By Haruna Gimba with agency report
Nigeria’s budget deficit will widen to 4.78% next year as the government cranks up spending, President Muhammadu Buhari said in a budget speech on Friday, adding Africa’s biggest economy could no longer continue its fuel subsidy policy.
Buhari’s government had planned to remove the popular subsidy – which is expected to cost up to $9.6 billion this year – as part of fiscal and petroleum sector reforms, but ditched the plans early this year fearing they could stoke protests.
Most Nigerians see the subsidy as the only visible benefit in a country where corruption is endemic. President Buhari did not say when in 2023 the subsidy would stop.
It has become one of the major campaign issues for presidential elections in February to replace Buhari.
He told the National Assembly that removing the subsidy was one of the critical steps the government was taking to cut spending, which will rise to N20.51 trillion ($47.4 billion) next year, up 18.4% from this year.
“Petrol subsidy has been a recurring and controversial public policy issue in our country since the early eighties. However, its current fiscal impact has clearly shown that the policy is unsustainable,” Buhari said in his last budget speech before the election.
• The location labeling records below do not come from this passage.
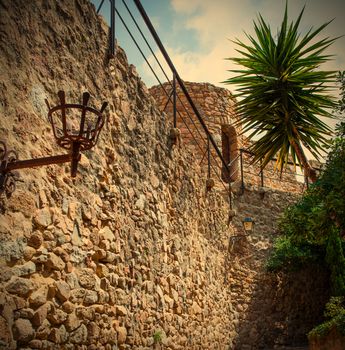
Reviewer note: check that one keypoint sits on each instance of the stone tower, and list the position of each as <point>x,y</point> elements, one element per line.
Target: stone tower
<point>216,106</point>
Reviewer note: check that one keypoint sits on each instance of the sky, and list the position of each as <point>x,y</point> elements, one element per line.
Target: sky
<point>198,34</point>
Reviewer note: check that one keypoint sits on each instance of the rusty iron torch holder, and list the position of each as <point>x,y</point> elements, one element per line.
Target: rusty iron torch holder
<point>84,138</point>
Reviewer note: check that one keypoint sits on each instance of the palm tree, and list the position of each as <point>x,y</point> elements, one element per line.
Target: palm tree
<point>282,95</point>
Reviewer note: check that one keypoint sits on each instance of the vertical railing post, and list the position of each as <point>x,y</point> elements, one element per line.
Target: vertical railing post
<point>174,99</point>
<point>112,29</point>
<point>242,177</point>
<point>261,173</point>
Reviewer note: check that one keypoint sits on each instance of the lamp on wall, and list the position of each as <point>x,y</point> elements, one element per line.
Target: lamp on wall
<point>76,127</point>
<point>248,225</point>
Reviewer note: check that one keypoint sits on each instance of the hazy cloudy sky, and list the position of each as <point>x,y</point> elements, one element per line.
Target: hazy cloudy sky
<point>198,33</point>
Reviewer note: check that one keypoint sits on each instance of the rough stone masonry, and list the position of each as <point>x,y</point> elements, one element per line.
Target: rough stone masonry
<point>133,253</point>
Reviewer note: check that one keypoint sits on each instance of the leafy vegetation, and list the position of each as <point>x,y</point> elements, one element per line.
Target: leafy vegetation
<point>335,315</point>
<point>282,94</point>
<point>313,230</point>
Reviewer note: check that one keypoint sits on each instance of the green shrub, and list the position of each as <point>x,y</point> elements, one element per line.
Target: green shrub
<point>288,256</point>
<point>335,314</point>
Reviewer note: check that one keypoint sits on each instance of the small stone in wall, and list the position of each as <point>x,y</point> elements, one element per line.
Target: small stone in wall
<point>23,330</point>
<point>58,335</point>
<point>35,240</point>
<point>87,278</point>
<point>106,234</point>
<point>20,286</point>
<point>72,322</point>
<point>63,290</point>
<point>41,315</point>
<point>39,297</point>
<point>57,317</point>
<point>79,336</point>
<point>121,335</point>
<point>26,269</point>
<point>43,218</point>
<point>55,262</point>
<point>121,310</point>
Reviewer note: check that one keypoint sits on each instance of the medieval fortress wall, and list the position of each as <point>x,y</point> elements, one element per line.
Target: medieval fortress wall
<point>133,253</point>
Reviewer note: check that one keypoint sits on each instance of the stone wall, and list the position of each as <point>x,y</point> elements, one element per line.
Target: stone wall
<point>217,107</point>
<point>133,253</point>
<point>274,310</point>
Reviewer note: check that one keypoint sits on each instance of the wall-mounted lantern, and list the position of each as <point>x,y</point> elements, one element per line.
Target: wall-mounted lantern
<point>76,127</point>
<point>248,225</point>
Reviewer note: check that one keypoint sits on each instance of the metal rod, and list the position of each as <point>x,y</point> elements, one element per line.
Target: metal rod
<point>174,99</point>
<point>75,157</point>
<point>208,158</point>
<point>179,80</point>
<point>99,7</point>
<point>112,28</point>
<point>30,163</point>
<point>241,163</point>
<point>140,50</point>
<point>168,100</point>
<point>143,36</point>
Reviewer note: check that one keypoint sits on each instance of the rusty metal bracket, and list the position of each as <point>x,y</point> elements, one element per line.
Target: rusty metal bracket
<point>72,131</point>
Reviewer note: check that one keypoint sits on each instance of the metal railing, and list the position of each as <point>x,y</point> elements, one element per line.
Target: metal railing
<point>205,142</point>
<point>200,134</point>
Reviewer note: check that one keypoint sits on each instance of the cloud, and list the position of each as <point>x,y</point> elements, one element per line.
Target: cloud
<point>218,20</point>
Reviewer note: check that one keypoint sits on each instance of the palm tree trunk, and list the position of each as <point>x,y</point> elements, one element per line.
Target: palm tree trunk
<point>309,172</point>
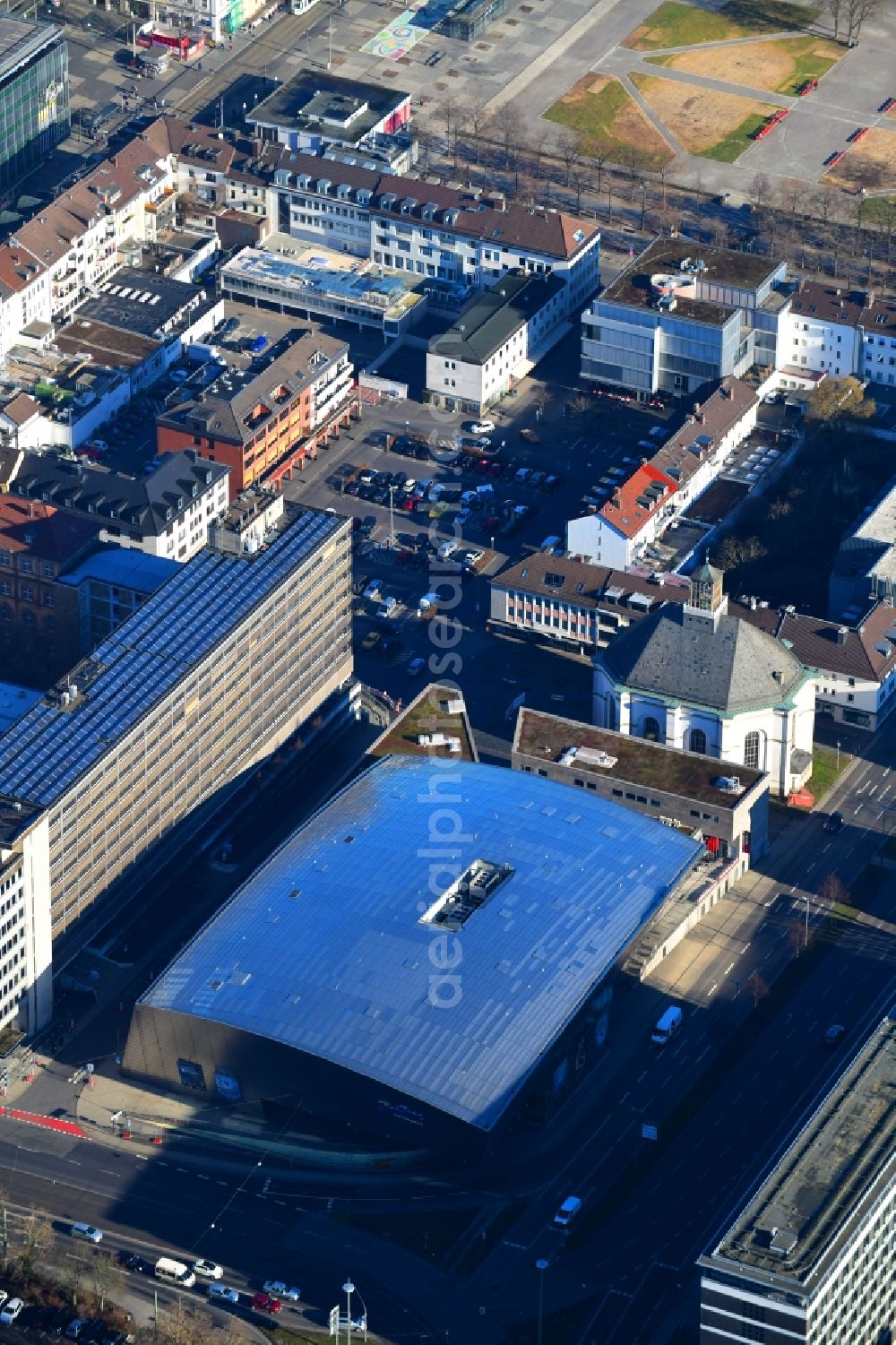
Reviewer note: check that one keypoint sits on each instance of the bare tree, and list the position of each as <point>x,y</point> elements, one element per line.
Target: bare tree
<point>568,150</point>
<point>856,13</point>
<point>507,128</point>
<point>836,11</point>
<point>475,121</point>
<point>108,1277</point>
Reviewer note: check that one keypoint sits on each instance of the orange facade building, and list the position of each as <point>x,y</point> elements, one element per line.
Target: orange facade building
<point>264,423</point>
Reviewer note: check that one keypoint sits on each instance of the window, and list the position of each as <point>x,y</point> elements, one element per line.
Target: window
<point>651,729</point>
<point>751,751</point>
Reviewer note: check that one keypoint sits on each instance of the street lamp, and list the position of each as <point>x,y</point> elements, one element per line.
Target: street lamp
<point>349,1290</point>
<point>541,1266</point>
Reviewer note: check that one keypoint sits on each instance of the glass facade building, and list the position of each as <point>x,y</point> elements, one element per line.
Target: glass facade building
<point>34,96</point>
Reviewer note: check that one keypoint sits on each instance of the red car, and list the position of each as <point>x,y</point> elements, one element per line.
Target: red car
<point>265,1304</point>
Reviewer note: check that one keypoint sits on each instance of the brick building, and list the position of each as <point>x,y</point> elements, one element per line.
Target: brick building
<point>38,615</point>
<point>264,423</point>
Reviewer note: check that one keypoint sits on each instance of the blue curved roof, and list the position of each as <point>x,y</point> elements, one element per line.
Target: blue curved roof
<point>323,947</point>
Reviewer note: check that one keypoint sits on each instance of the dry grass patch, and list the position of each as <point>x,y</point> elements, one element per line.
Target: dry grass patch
<point>871,164</point>
<point>716,125</point>
<point>677,24</point>
<point>778,66</point>
<point>608,120</point>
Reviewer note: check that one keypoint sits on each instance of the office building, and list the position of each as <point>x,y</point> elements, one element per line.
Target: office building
<point>297,277</point>
<point>131,752</point>
<point>812,1256</point>
<point>681,315</point>
<point>34,96</point>
<point>316,109</point>
<point>723,803</point>
<point>711,682</point>
<point>574,604</point>
<point>262,423</point>
<point>291,999</point>
<point>495,342</point>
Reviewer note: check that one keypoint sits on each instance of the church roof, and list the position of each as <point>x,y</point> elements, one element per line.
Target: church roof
<point>731,668</point>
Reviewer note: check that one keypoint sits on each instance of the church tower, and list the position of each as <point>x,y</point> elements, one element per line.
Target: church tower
<point>707,601</point>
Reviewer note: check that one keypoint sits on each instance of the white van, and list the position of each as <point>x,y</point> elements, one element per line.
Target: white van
<point>566,1212</point>
<point>668,1027</point>
<point>175,1272</point>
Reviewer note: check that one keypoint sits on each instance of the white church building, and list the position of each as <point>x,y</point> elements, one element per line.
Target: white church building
<point>708,682</point>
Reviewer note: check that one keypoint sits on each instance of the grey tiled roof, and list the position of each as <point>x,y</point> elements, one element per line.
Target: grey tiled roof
<point>731,668</point>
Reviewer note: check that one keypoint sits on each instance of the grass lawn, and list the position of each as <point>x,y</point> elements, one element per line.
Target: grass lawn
<point>732,147</point>
<point>780,66</point>
<point>707,121</point>
<point>825,770</point>
<point>608,120</point>
<point>879,210</point>
<point>676,24</point>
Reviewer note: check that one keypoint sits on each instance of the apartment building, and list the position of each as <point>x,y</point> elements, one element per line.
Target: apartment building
<point>38,616</point>
<point>853,666</point>
<point>812,1255</point>
<point>264,424</point>
<point>458,241</point>
<point>836,331</point>
<point>639,509</point>
<point>495,342</point>
<point>163,513</point>
<point>215,670</point>
<point>574,604</point>
<point>683,315</point>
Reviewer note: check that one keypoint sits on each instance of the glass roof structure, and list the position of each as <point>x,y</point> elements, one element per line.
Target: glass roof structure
<point>327,948</point>
<point>144,658</point>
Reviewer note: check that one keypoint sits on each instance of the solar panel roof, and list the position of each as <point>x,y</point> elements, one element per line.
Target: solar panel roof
<point>145,657</point>
<point>323,948</point>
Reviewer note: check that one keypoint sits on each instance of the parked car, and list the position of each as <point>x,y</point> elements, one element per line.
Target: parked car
<point>265,1304</point>
<point>278,1289</point>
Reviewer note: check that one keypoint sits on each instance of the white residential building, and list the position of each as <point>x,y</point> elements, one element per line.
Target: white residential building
<point>495,342</point>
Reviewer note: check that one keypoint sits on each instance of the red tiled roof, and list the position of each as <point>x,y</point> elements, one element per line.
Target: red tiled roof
<point>54,536</point>
<point>625,512</point>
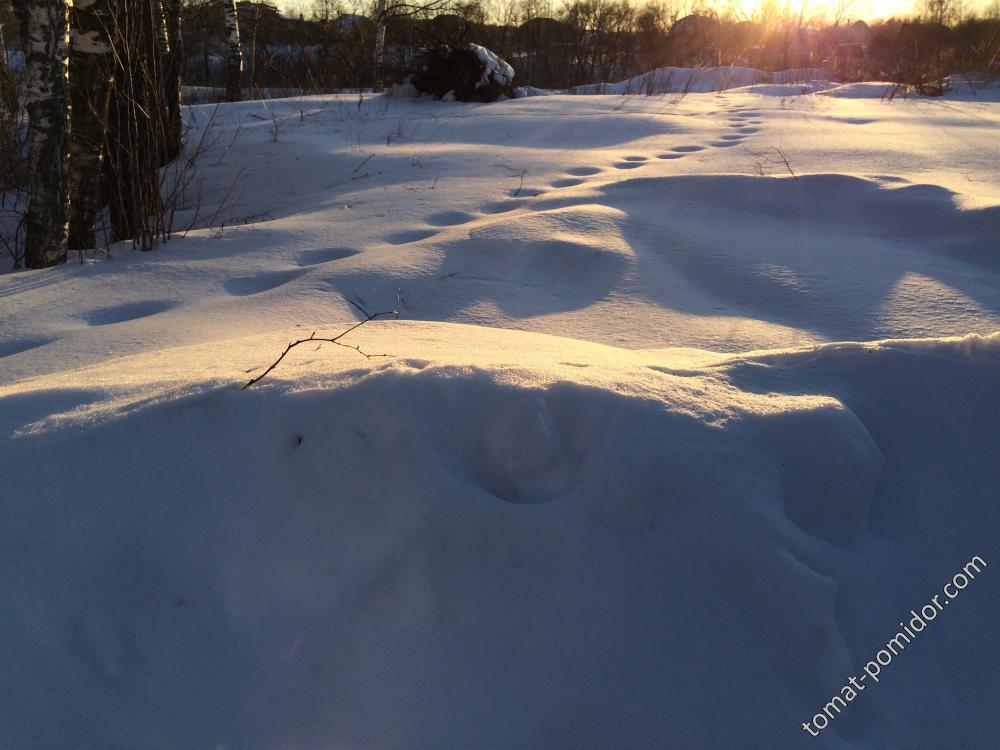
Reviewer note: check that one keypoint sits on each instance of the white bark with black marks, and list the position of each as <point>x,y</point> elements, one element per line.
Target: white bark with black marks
<point>91,68</point>
<point>173,11</point>
<point>44,36</point>
<point>380,18</point>
<point>234,68</point>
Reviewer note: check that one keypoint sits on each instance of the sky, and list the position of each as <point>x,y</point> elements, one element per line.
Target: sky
<point>859,9</point>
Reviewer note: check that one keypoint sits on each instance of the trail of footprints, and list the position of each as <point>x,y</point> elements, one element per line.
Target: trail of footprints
<point>741,122</point>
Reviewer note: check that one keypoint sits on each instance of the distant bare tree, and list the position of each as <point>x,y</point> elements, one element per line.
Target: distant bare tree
<point>91,65</point>
<point>234,58</point>
<point>43,34</point>
<point>383,12</point>
<point>173,12</point>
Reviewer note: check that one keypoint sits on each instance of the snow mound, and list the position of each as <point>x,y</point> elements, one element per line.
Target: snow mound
<point>389,555</point>
<point>494,69</point>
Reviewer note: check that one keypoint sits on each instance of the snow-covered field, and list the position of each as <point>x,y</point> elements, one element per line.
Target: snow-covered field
<point>690,401</point>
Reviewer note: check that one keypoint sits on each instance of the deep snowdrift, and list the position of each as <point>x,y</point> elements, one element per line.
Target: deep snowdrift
<point>580,547</point>
<point>592,532</point>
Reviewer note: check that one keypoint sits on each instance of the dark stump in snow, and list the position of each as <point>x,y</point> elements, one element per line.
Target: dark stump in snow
<point>463,73</point>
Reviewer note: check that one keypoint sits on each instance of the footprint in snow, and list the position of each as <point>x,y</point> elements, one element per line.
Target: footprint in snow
<point>129,311</point>
<point>448,219</point>
<point>501,207</point>
<point>16,346</point>
<point>244,286</point>
<point>324,255</point>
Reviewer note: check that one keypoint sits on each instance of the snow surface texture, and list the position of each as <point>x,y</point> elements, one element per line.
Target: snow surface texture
<point>677,508</point>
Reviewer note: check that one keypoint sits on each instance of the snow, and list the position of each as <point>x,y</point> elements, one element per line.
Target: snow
<point>664,443</point>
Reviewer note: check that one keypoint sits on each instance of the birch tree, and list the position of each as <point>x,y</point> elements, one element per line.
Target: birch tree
<point>43,34</point>
<point>173,11</point>
<point>135,125</point>
<point>383,12</point>
<point>90,84</point>
<point>380,20</point>
<point>234,64</point>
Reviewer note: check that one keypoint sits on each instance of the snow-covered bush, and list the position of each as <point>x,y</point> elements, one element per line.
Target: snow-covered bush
<point>467,74</point>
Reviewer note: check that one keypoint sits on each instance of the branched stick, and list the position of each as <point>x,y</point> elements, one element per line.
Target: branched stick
<point>334,340</point>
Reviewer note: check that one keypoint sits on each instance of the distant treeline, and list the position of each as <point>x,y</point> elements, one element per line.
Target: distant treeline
<point>585,41</point>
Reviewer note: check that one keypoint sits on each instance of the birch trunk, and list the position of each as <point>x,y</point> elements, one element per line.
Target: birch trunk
<point>90,89</point>
<point>173,11</point>
<point>43,33</point>
<point>234,69</point>
<point>377,82</point>
<point>135,146</point>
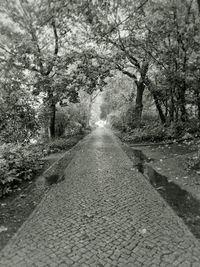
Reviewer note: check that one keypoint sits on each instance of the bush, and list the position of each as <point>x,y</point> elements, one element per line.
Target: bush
<point>18,163</point>
<point>61,144</point>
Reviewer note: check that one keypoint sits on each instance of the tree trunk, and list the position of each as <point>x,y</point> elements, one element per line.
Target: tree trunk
<point>172,109</point>
<point>159,108</point>
<point>181,99</point>
<point>156,100</point>
<point>138,103</point>
<point>52,120</point>
<point>198,2</point>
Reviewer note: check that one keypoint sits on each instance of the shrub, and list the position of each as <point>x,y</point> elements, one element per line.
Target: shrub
<point>18,163</point>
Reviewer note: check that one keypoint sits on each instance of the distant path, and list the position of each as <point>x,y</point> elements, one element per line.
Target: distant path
<point>103,214</point>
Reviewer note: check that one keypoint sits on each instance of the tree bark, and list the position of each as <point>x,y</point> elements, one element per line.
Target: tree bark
<point>138,103</point>
<point>52,120</point>
<point>198,3</point>
<point>159,108</point>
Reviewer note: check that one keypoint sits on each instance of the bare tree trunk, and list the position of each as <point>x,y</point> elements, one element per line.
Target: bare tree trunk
<point>52,120</point>
<point>138,103</point>
<point>159,109</point>
<point>198,3</point>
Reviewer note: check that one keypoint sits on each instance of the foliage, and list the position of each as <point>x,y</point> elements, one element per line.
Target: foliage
<point>61,144</point>
<point>18,163</point>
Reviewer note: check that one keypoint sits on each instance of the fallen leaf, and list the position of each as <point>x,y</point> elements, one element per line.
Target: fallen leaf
<point>143,231</point>
<point>3,229</point>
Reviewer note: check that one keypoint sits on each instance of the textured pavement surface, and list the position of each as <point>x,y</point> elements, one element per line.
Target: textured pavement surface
<point>103,214</point>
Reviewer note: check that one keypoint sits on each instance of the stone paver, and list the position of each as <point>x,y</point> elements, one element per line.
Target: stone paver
<point>103,214</point>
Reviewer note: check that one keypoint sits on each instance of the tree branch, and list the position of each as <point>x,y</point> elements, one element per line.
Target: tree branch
<point>56,48</point>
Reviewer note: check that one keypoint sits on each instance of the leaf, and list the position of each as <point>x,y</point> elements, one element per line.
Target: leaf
<point>3,228</point>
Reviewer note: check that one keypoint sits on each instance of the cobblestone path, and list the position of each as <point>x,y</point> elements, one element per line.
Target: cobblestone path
<point>103,214</point>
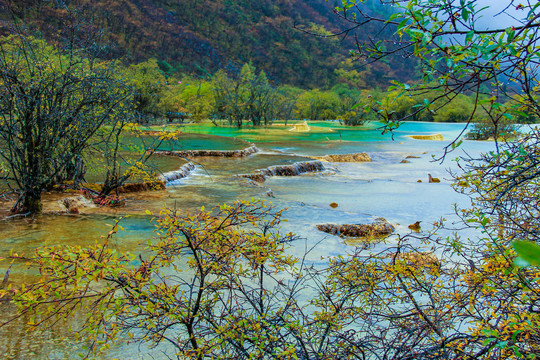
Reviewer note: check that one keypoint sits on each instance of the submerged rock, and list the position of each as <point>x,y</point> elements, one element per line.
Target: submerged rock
<point>303,127</point>
<point>209,153</point>
<point>74,204</point>
<point>181,173</point>
<point>427,137</point>
<point>431,179</point>
<point>142,186</point>
<point>415,227</point>
<point>419,259</point>
<point>285,170</point>
<point>379,228</point>
<point>356,157</point>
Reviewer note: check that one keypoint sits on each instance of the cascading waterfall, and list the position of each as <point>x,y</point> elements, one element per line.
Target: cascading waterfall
<point>213,153</point>
<point>181,173</point>
<point>285,170</point>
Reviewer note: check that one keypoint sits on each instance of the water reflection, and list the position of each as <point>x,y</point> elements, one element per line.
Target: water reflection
<point>363,191</point>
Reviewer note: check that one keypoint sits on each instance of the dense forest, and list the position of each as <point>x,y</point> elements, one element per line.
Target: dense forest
<point>201,37</point>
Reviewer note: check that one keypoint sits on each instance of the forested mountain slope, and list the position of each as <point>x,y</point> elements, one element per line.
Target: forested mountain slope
<point>202,36</point>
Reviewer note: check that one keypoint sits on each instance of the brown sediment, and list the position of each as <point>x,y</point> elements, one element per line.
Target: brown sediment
<point>356,157</point>
<point>209,153</point>
<point>377,229</point>
<point>285,170</point>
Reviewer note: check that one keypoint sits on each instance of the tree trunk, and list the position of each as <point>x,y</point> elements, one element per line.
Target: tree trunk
<point>28,202</point>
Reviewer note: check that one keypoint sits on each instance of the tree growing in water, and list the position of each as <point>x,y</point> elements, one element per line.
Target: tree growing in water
<point>52,103</point>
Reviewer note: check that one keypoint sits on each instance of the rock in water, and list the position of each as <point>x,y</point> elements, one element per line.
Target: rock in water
<point>438,137</point>
<point>303,127</point>
<point>210,153</point>
<point>377,229</point>
<point>285,170</point>
<point>73,205</point>
<point>431,179</point>
<point>356,157</point>
<point>415,227</point>
<point>181,173</point>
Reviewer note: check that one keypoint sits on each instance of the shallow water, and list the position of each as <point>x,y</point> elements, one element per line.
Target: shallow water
<point>363,191</point>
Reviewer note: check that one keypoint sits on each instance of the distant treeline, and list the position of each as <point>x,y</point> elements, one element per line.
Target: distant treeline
<point>200,37</point>
<point>248,97</point>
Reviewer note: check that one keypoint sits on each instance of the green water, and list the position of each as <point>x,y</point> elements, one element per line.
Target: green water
<point>363,191</point>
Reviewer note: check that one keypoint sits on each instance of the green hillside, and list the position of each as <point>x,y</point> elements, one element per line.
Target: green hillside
<point>200,37</point>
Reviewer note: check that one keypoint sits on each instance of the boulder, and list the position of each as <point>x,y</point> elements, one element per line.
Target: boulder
<point>355,157</point>
<point>143,186</point>
<point>303,127</point>
<point>210,153</point>
<point>285,170</point>
<point>379,228</point>
<point>431,179</point>
<point>438,137</point>
<point>73,205</point>
<point>415,227</point>
<point>419,259</point>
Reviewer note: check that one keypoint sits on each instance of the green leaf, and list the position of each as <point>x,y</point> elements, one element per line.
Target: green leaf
<point>465,14</point>
<point>528,252</point>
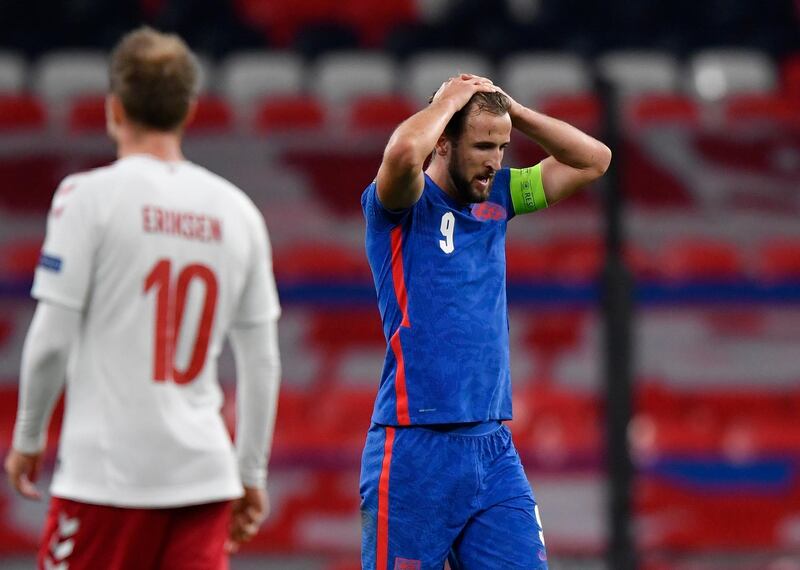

Nigeria’s fiscal troubles have worsened due to low oil production due to crude theft, missing on a price boom.
The budget deficit would be financed through new borrowing of $8.8 trillion as well N206.2 billion from privatisation of state enterprises, the president said.
Economists warn that the Nigerian government is spending more money on debt repayments than on education and health, but the president said his government had no choice but to borrow its way out of two recessions in the past seven years.
“Despite our revenue challenges, we have consistently met our debt service commitments,” he said.
The economy is projected to grow 3.7% next year, up from 3.55% this year while annual inflation is forecast to remain in double digits, averaging 17.16%.